The problem worsens when parents and students (and even teachers) increasingly expect schools to offer the same level of Wi-Fi performance as available at home. And with more and more children bringing smartphones, tablets and laptops into classrooms, IT managers have a real challenge to manage and deliver a seamless, secure and high-performance wireless connection to every user on the network. The issue is limited airtime. Since Wi-Fi relies on shared and unlicensed spectrum, clients and access points must contend for available airtime to transmit data. In a high-density environment like a classroom, that’s not easy. Even well-designed wireless networks that provide good coverage with good signal strength and signal-to-noise ratio suffer from inadequate capacity. However, a densely populated network environment does not have to be a nightmare to manage. Here are some helpful tips:

Make the most of the latest tech
Make sure that all the equipment you buy is capable of delivering high performance and has intelligent features included to optimise the use of limited spectrum. Consider using the newest Wi-Fi standard 802.11ac and smart antenna technology, which are both easy to roll out and manage, delivering high performance wireless to students and teachers in high-density areas.

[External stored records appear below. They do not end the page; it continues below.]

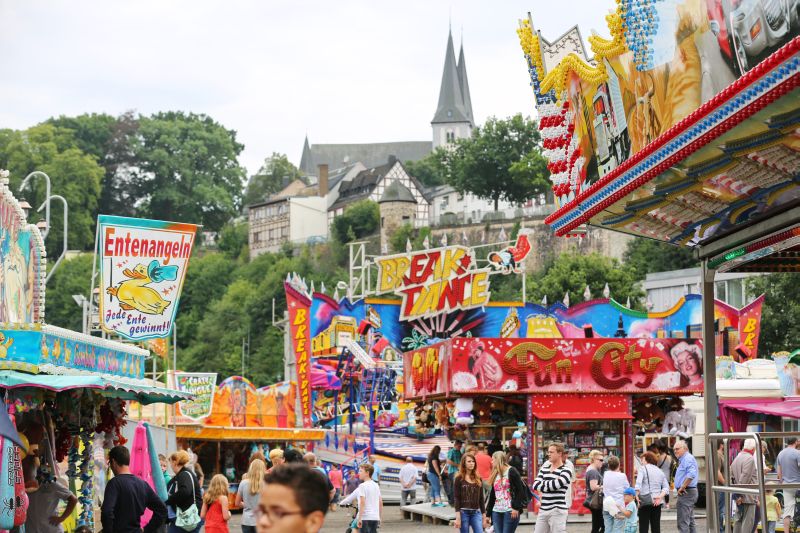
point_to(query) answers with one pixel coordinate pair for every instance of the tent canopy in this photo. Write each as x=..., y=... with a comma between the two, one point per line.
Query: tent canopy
x=784, y=407
x=125, y=389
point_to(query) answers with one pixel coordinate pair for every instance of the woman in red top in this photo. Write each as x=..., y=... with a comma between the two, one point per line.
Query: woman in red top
x=215, y=505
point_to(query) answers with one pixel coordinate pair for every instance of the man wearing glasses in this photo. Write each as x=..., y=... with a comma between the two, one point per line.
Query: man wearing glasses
x=686, y=487
x=294, y=499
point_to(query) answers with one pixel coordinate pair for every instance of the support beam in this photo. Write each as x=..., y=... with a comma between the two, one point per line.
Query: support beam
x=710, y=388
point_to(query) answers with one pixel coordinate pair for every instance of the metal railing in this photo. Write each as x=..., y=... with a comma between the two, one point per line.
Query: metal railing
x=758, y=490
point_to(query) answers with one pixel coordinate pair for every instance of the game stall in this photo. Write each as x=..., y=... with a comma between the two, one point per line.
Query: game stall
x=226, y=423
x=682, y=127
x=593, y=375
x=65, y=392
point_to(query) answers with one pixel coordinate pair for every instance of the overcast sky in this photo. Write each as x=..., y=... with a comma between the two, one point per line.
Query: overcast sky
x=341, y=71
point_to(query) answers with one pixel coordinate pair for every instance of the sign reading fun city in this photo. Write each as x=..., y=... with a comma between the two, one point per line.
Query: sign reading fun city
x=142, y=267
x=434, y=281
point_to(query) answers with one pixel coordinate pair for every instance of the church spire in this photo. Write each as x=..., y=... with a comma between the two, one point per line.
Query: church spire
x=307, y=160
x=451, y=102
x=464, y=84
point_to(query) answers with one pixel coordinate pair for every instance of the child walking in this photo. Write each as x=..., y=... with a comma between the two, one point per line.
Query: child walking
x=215, y=505
x=631, y=511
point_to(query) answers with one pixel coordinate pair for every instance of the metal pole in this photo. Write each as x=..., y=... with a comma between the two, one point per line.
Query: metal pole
x=710, y=387
x=66, y=231
x=47, y=195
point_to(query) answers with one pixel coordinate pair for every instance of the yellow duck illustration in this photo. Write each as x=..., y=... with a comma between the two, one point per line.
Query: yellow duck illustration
x=5, y=344
x=133, y=293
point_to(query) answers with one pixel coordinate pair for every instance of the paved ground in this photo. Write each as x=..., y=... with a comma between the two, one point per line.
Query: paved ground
x=337, y=523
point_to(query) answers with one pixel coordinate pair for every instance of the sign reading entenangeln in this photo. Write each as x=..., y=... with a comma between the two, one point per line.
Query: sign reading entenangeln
x=142, y=267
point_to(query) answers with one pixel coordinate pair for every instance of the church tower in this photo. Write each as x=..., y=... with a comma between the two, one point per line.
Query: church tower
x=453, y=118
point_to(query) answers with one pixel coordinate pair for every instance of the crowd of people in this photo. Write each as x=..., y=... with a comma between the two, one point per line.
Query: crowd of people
x=292, y=495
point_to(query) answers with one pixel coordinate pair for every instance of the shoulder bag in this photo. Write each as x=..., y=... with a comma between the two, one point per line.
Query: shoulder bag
x=189, y=519
x=646, y=500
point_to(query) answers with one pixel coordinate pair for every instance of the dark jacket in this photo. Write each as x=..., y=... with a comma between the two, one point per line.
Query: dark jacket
x=519, y=492
x=179, y=490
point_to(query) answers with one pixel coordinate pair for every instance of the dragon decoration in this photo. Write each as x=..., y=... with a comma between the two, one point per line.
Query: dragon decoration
x=556, y=119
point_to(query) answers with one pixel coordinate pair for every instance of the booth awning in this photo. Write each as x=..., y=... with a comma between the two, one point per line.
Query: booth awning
x=125, y=389
x=788, y=407
x=581, y=407
x=248, y=434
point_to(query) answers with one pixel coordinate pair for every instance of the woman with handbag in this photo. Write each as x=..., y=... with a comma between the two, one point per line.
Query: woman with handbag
x=435, y=476
x=508, y=496
x=594, y=490
x=184, y=496
x=651, y=487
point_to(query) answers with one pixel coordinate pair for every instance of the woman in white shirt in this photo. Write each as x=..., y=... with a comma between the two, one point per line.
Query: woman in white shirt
x=614, y=484
x=651, y=482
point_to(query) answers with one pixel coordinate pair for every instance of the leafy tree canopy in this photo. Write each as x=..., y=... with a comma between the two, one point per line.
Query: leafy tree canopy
x=501, y=161
x=270, y=178
x=73, y=174
x=780, y=315
x=73, y=276
x=647, y=255
x=573, y=272
x=188, y=169
x=359, y=219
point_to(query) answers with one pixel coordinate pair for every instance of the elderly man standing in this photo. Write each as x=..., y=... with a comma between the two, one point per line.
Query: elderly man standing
x=408, y=482
x=788, y=462
x=686, y=487
x=743, y=472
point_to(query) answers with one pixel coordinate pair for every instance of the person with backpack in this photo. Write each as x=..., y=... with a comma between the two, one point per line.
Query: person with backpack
x=594, y=483
x=508, y=497
x=553, y=482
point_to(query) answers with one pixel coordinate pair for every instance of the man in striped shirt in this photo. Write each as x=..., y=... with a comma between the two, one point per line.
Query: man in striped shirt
x=553, y=483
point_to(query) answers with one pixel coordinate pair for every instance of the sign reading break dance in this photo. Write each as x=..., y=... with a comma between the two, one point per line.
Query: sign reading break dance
x=299, y=306
x=434, y=281
x=142, y=267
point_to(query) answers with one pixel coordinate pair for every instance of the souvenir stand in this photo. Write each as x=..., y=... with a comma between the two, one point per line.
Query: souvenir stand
x=478, y=370
x=237, y=421
x=683, y=129
x=66, y=391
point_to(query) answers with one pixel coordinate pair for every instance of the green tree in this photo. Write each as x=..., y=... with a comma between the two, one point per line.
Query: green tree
x=780, y=315
x=110, y=141
x=431, y=170
x=187, y=169
x=233, y=239
x=74, y=175
x=497, y=163
x=573, y=272
x=72, y=277
x=359, y=219
x=647, y=255
x=270, y=178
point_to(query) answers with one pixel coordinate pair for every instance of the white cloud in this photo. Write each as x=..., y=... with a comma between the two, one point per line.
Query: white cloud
x=342, y=71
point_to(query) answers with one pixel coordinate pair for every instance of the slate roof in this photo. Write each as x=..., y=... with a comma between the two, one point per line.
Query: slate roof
x=371, y=154
x=397, y=192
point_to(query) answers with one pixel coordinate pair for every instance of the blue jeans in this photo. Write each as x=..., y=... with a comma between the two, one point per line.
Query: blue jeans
x=436, y=486
x=471, y=518
x=613, y=525
x=503, y=523
x=721, y=508
x=369, y=526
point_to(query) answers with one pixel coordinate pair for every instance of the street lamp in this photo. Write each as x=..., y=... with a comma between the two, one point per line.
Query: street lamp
x=81, y=300
x=46, y=205
x=39, y=173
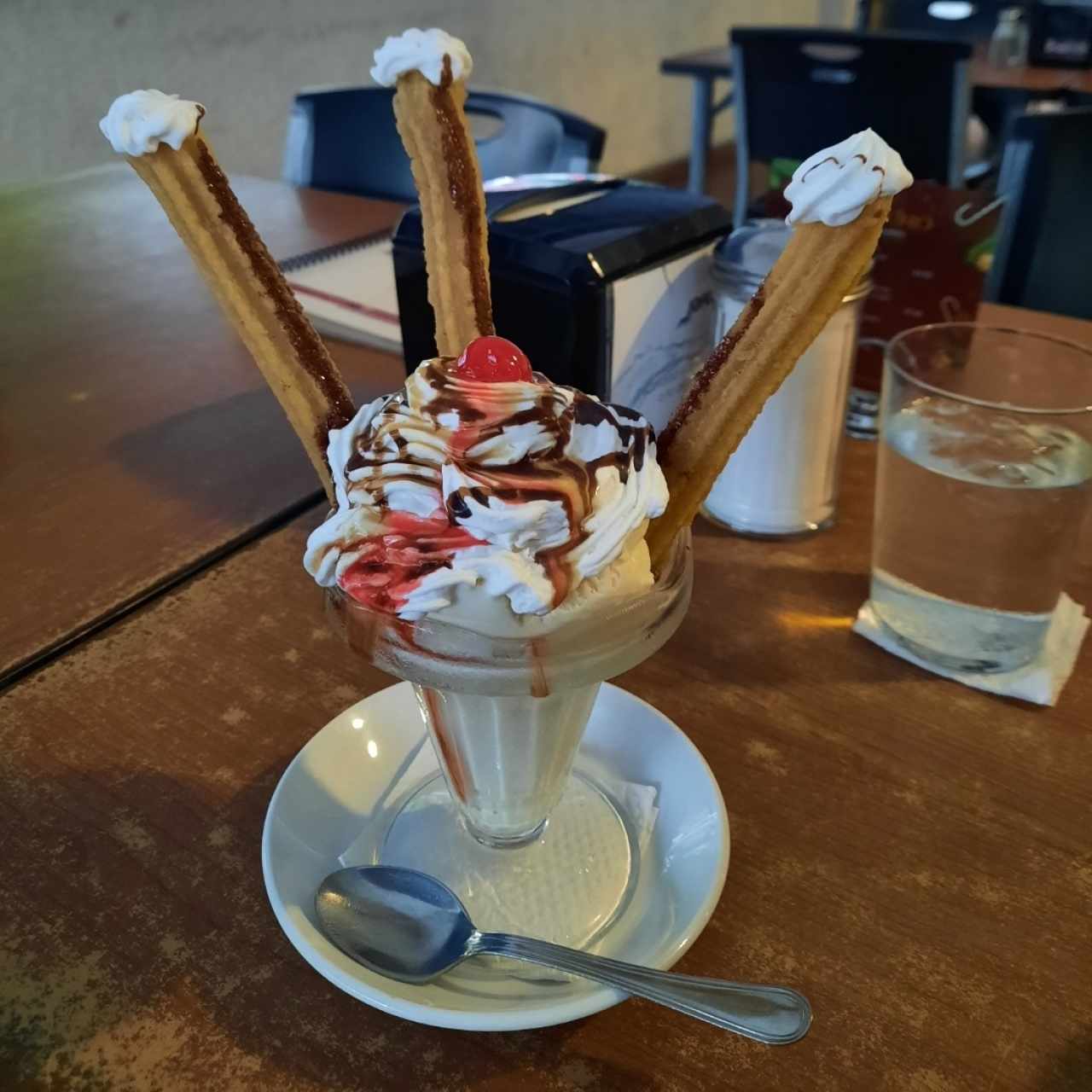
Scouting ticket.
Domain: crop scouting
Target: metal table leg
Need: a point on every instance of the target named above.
(701, 118)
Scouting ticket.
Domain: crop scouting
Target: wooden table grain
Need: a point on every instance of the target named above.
(912, 854)
(136, 438)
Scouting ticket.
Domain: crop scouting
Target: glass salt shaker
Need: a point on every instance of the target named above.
(782, 479)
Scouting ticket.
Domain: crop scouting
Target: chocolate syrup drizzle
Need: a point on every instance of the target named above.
(546, 474)
(464, 188)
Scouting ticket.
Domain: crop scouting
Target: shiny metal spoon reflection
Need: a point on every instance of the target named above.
(409, 926)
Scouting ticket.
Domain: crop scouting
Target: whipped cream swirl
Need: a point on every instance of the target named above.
(834, 184)
(421, 51)
(525, 490)
(139, 123)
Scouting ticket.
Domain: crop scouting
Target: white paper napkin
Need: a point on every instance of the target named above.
(1040, 682)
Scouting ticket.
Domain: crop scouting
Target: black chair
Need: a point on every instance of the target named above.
(1045, 236)
(803, 89)
(949, 19)
(344, 139)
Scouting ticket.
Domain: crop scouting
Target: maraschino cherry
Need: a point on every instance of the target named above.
(494, 359)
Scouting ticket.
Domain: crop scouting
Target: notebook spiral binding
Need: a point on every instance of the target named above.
(335, 250)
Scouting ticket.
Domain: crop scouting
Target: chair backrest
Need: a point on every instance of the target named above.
(1045, 237)
(950, 19)
(803, 89)
(346, 139)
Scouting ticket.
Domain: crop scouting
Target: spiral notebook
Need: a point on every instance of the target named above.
(347, 291)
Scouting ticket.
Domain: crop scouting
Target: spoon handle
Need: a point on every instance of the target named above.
(768, 1014)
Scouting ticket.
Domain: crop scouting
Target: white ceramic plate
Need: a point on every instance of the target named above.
(342, 780)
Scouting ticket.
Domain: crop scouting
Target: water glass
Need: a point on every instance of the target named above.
(983, 486)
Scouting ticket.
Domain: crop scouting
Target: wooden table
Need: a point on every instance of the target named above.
(139, 440)
(705, 67)
(909, 853)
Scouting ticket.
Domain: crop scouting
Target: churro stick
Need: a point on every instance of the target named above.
(429, 69)
(159, 136)
(803, 291)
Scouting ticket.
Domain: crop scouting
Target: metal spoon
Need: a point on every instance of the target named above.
(409, 926)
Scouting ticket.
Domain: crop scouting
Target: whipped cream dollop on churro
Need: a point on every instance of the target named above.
(139, 123)
(482, 479)
(834, 186)
(421, 51)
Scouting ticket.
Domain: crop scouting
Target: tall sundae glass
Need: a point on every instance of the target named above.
(488, 547)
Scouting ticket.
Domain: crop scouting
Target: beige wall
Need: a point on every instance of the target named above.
(62, 63)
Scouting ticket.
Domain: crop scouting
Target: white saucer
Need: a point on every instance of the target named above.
(341, 782)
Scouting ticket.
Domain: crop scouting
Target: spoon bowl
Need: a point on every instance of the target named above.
(397, 921)
(409, 926)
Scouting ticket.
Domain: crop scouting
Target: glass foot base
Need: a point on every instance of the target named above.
(566, 886)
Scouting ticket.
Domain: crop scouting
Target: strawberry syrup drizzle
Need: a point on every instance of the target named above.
(392, 565)
(478, 389)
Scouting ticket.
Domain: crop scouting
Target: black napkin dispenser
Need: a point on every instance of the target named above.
(604, 283)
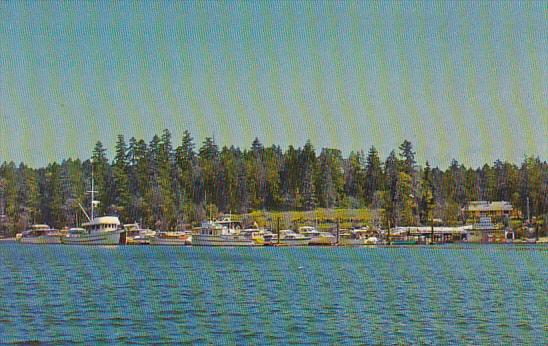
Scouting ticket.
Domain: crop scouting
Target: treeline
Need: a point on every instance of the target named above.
(162, 185)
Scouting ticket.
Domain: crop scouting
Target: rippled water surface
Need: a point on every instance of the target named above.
(430, 295)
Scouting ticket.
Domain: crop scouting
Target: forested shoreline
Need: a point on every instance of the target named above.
(162, 184)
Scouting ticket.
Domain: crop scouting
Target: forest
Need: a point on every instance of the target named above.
(162, 184)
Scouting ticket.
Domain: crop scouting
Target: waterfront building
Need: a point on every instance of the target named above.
(498, 210)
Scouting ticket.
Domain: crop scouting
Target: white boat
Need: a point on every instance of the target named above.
(350, 239)
(316, 237)
(171, 238)
(290, 238)
(103, 230)
(40, 234)
(221, 233)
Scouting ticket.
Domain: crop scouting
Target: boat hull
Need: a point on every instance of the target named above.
(41, 240)
(351, 242)
(294, 242)
(96, 238)
(325, 241)
(169, 242)
(219, 240)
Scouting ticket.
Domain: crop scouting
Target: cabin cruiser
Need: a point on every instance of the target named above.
(316, 237)
(104, 230)
(351, 239)
(40, 234)
(259, 236)
(171, 238)
(135, 235)
(223, 232)
(290, 238)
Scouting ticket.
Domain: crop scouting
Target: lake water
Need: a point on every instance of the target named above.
(420, 295)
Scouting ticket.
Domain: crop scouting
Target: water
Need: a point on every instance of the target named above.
(420, 295)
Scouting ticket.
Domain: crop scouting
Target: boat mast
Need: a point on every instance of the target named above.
(92, 193)
(528, 212)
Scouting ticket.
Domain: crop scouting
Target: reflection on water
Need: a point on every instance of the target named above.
(432, 295)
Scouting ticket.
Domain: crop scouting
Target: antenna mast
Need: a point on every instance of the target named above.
(92, 193)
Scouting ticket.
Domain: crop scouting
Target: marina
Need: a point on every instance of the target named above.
(336, 295)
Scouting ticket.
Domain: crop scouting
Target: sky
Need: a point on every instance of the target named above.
(464, 80)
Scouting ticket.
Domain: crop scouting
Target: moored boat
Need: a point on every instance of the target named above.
(221, 233)
(135, 235)
(316, 237)
(102, 230)
(290, 238)
(171, 238)
(40, 234)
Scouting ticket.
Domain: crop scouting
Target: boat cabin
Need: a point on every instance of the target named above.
(102, 224)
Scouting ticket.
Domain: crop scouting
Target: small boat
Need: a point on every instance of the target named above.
(40, 234)
(316, 237)
(403, 242)
(223, 232)
(351, 239)
(171, 238)
(290, 238)
(259, 236)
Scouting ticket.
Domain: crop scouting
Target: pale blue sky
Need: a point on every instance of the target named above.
(464, 80)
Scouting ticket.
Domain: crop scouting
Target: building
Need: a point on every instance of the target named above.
(495, 210)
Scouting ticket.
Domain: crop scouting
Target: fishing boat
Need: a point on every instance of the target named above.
(171, 238)
(257, 235)
(290, 238)
(316, 237)
(351, 239)
(103, 230)
(223, 232)
(40, 234)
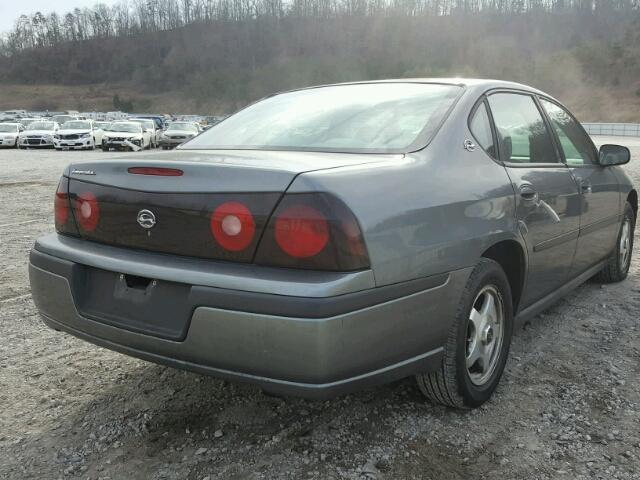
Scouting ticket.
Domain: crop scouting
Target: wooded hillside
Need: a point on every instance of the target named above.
(217, 55)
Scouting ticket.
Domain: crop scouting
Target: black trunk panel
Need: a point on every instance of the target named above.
(183, 220)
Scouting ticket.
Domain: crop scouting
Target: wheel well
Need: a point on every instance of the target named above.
(632, 198)
(510, 256)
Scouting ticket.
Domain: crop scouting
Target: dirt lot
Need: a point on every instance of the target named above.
(568, 405)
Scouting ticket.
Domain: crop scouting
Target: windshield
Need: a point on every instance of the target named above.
(376, 117)
(125, 127)
(77, 125)
(182, 126)
(42, 126)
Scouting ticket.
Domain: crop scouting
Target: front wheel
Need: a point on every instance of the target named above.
(617, 267)
(477, 348)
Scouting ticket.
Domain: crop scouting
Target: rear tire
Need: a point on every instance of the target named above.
(617, 267)
(477, 348)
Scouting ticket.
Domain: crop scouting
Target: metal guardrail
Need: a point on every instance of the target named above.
(614, 129)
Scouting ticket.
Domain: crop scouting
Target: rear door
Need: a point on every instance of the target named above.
(547, 196)
(599, 191)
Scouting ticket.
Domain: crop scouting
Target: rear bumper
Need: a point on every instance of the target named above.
(311, 346)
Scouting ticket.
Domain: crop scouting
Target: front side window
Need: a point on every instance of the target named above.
(576, 145)
(480, 126)
(522, 133)
(375, 117)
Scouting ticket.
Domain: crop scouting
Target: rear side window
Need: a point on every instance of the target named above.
(576, 145)
(480, 126)
(522, 134)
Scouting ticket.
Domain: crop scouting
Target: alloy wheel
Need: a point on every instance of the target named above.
(485, 335)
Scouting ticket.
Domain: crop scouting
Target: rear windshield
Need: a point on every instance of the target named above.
(377, 117)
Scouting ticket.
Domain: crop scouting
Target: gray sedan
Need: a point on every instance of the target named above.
(337, 237)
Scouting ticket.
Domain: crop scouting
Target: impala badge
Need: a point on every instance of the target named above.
(146, 219)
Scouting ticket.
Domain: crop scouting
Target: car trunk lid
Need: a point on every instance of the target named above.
(172, 213)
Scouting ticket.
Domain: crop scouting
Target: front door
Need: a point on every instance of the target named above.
(599, 190)
(547, 195)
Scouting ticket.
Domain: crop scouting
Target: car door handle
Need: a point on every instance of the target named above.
(528, 193)
(585, 187)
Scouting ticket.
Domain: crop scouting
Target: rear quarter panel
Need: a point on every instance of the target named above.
(429, 212)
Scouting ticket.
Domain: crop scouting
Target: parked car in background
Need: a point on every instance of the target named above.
(150, 126)
(126, 136)
(78, 135)
(337, 237)
(26, 121)
(177, 133)
(38, 134)
(158, 120)
(9, 133)
(64, 118)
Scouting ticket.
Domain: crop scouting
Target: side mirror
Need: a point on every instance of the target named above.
(614, 155)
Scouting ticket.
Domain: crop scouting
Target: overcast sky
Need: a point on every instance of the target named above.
(10, 10)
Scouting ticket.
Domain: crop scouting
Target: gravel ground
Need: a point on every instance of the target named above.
(568, 405)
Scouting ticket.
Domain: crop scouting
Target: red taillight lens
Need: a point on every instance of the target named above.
(87, 211)
(313, 231)
(158, 171)
(301, 231)
(61, 206)
(233, 226)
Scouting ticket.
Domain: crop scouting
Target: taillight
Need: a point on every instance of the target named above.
(233, 226)
(301, 231)
(314, 231)
(87, 211)
(63, 219)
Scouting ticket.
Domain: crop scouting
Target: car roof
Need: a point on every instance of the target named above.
(475, 83)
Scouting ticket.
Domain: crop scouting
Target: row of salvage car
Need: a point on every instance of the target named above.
(77, 134)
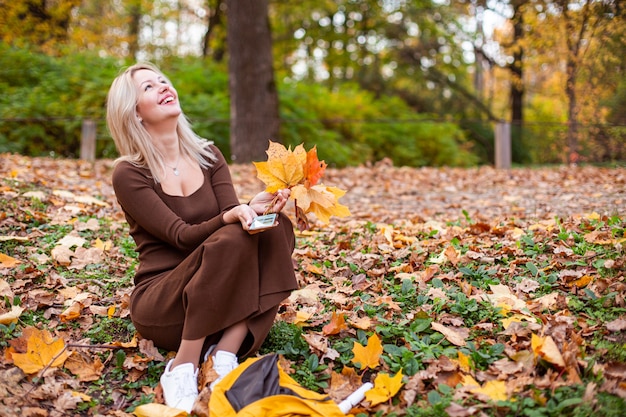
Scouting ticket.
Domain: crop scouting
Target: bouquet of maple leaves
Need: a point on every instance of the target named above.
(300, 171)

The newest Wi-Fi standard and smart antennae offer the kind of performance and robustness that was traditionally the preserve of big companies with plenty of money. Now, though, thanks to advances in technology, the standard and smart antennae are now at an affordable price and genuinely realistic possibility for schools.

Understand the devices on your network
More students and teachers are using smartphones and tablets these days, so identify the type of radio in each device, the Wi-Fi certifications they have passed (802.11b/g/a/n), data rates, frequency bands, application throughput capabilities and more. Knowing more about the devices will help you design a network that’s fit for purpose. 

Identify bandwidth requirements
Students stream an awful lot of video, spend a lot of time on social media, share many files and listen to lots of music — all of which takes up different amounts of data. If you determine the applications that students will use, and divide these into critical and non-critical, you can determine a target application throughput for each device, and use that information when designing your network. At the same time consider what applications and websites you want students to be able to access at school, and how you can manage access. 

Use overlapping dual-band access points on low power
Using dual-band access points gives devices the maximum available throughput. Also, if you overlap two or three access points in high-density environments like classrooms, the access points can load balance without impacting the end user’s device. The power is an important consideration when overlapping. If the power is set too high, the access points can experience interference. Instead, overlap access points and set the output power to half or a quarter for the 2.4GHz access point and to half for the 5 GHz access point. 

Use a supportive vendor
Your wireless vendor shouldn’t simply provide you with different pieces of equipment like the new Wi-Fi standard and smart antennae. Your vendor should help you with all of the tips above and ensure you really do get the most for your money. Getting the most out of your Wi-Fi at school is mostly about good technology and good planning. Select a vendor that can offer you both.